A World of Uncertainty
Between collecting data, conducting experiments and running simulations, uncertainty permeates science and engineering. So, understanding and accounting for uncertainty is an important aspect of modern research and development. This is precisely what Assistant Professor Mengyang Gu concerns himself with — developing methods to quantify uncertainty — in UC Santa Barbara’s Department of Statistics and Applied Probability.
The Society for Industrial and Applied Mathematics (SIAM) has announced Gu as the recipient of the 2022 SIAM Activity Group on Uncertainty Quantification Early Career Prize. The group awards this prize every two years to one individual in their early career for outstanding research contributions in the field of uncertainty quantification. The society cited Gu’s “contributions to the analysis and estimation of Gaussian process emulators” for their decision.
“The Department of Statistics & Applied Probability is very proud of Mengyang Gu and his well-deserved recognition,” said Department Chair Mike Ludkovski. “Since arriving at UCSB two years ago, Professor Gu has been on a very fast upward trajectory and is making numerous noteworthy contributions in applied statistics, as well as via interdisciplinary projects with geophysicists, chemical engineers and materials scientists. This prestigious award reflects his innovations in applying Gaussian-process emulators for uncertainty quantification in applied science domains.”

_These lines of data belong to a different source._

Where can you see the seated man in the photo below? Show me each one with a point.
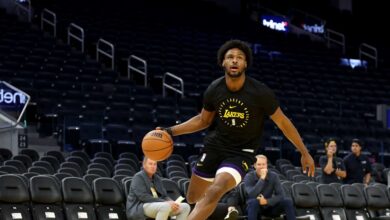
(357, 165)
(148, 198)
(265, 193)
(227, 207)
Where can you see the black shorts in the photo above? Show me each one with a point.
(211, 160)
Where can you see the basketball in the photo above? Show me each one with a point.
(157, 145)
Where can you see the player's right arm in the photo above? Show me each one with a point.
(199, 122)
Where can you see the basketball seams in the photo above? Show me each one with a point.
(157, 139)
(154, 150)
(157, 145)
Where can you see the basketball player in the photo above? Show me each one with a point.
(239, 104)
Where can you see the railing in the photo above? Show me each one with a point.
(331, 37)
(101, 43)
(72, 35)
(373, 55)
(25, 8)
(140, 69)
(165, 85)
(51, 20)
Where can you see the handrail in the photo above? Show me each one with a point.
(109, 55)
(143, 72)
(330, 39)
(27, 8)
(171, 87)
(52, 22)
(80, 38)
(373, 56)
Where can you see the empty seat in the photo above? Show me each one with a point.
(9, 169)
(14, 198)
(55, 163)
(305, 201)
(61, 176)
(81, 154)
(378, 203)
(16, 163)
(44, 164)
(98, 171)
(5, 153)
(89, 178)
(46, 198)
(109, 199)
(26, 160)
(72, 165)
(330, 202)
(78, 199)
(70, 171)
(38, 169)
(56, 154)
(33, 154)
(354, 202)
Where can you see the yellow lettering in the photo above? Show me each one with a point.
(229, 114)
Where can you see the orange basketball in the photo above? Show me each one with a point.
(157, 145)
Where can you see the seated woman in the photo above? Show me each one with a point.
(333, 168)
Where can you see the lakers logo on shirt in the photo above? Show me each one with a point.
(245, 165)
(233, 113)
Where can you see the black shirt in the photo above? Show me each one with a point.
(337, 164)
(356, 167)
(240, 115)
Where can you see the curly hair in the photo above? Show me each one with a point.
(241, 45)
(327, 142)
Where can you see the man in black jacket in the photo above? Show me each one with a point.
(149, 198)
(265, 193)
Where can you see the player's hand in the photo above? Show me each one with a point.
(307, 162)
(175, 206)
(329, 153)
(168, 130)
(262, 200)
(263, 173)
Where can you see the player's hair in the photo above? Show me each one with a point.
(241, 45)
(261, 156)
(357, 141)
(327, 142)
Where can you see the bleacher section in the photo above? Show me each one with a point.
(99, 116)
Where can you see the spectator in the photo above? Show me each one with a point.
(357, 165)
(148, 197)
(333, 169)
(265, 193)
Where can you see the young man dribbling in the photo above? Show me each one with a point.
(238, 104)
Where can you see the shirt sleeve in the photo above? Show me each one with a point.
(278, 192)
(140, 189)
(208, 99)
(342, 165)
(269, 101)
(253, 185)
(368, 167)
(323, 161)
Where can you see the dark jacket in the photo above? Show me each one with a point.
(140, 193)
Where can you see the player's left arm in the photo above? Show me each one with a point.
(289, 130)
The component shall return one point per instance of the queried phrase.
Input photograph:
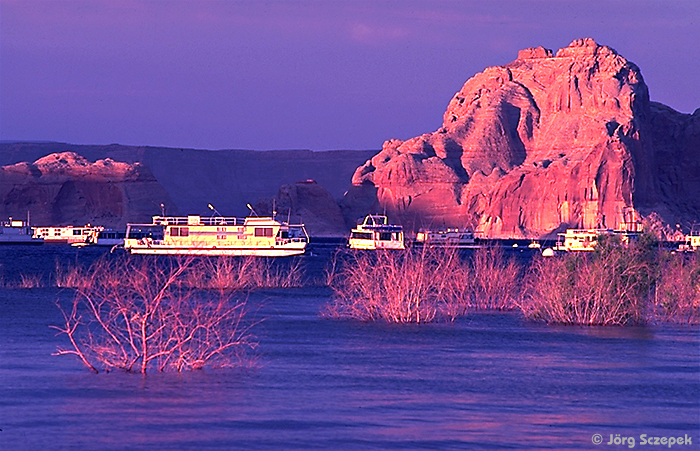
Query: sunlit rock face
(66, 189)
(547, 142)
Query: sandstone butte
(66, 189)
(544, 143)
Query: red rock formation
(65, 188)
(544, 143)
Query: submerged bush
(420, 285)
(134, 314)
(608, 286)
(677, 294)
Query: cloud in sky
(282, 74)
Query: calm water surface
(489, 381)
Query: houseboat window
(263, 231)
(179, 231)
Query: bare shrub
(70, 277)
(236, 273)
(606, 287)
(420, 285)
(677, 294)
(132, 314)
(395, 286)
(493, 282)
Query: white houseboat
(375, 232)
(216, 235)
(587, 239)
(68, 234)
(13, 231)
(446, 238)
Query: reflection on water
(490, 381)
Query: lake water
(486, 382)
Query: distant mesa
(307, 202)
(65, 188)
(546, 142)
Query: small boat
(73, 235)
(375, 232)
(106, 237)
(13, 231)
(216, 235)
(446, 238)
(587, 239)
(692, 240)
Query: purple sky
(297, 74)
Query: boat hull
(220, 251)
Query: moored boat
(375, 232)
(587, 239)
(68, 234)
(447, 238)
(13, 231)
(216, 235)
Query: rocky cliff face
(65, 188)
(547, 142)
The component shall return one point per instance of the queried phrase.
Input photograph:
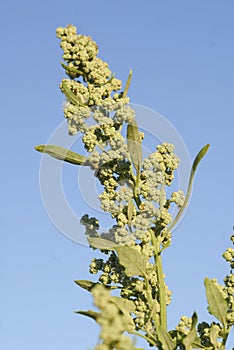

Given the prize’s exclusivity, Gu had no expectation of receiving it when he noticed the SIAM email in his inbox. He was delighted to learn he had been chosen, and believes he may be the first statistician to win the prize. “I’m very surprised, and I’m very happy,” he said. “I think they realized the importance of work from statisticians and data scientists.”
Uncertainty quantification finds its way into a diverse array of fields, including mathematics, statistics, physics and engineering. The goal of Gu’s work is to apply statistics to account for uncertainty in simulations and data processing in order to make these tasks faster, more robust and scalable to larger systems.
Gu points to density functional theory as an example. It’s currently one of the most useful methods for predicting a material’s properties based on its molecular configuration, he said. Unfortunately, the technique doesn’t translate well to large-scale systems. The computational complexity increases dramatically with a compound’s size, making the process prohibitively slow at a certain point. Gu is working to develop statistical models that approximate the physics simulation, expanding the complexity of molecules that researchers can simulate from first principles.
On the flip side, this approach can also help with data processing. Engineers that Gu works with at UCSB use microscopes to make observations and extract data from the videos they take. Unfortunately, processing these videos can be quite slow. Gu developed statistical models to quantify uncertainty from observations for data reduction and reconstruction, an innovation that accelerates data processing by roughly one hundred-fold.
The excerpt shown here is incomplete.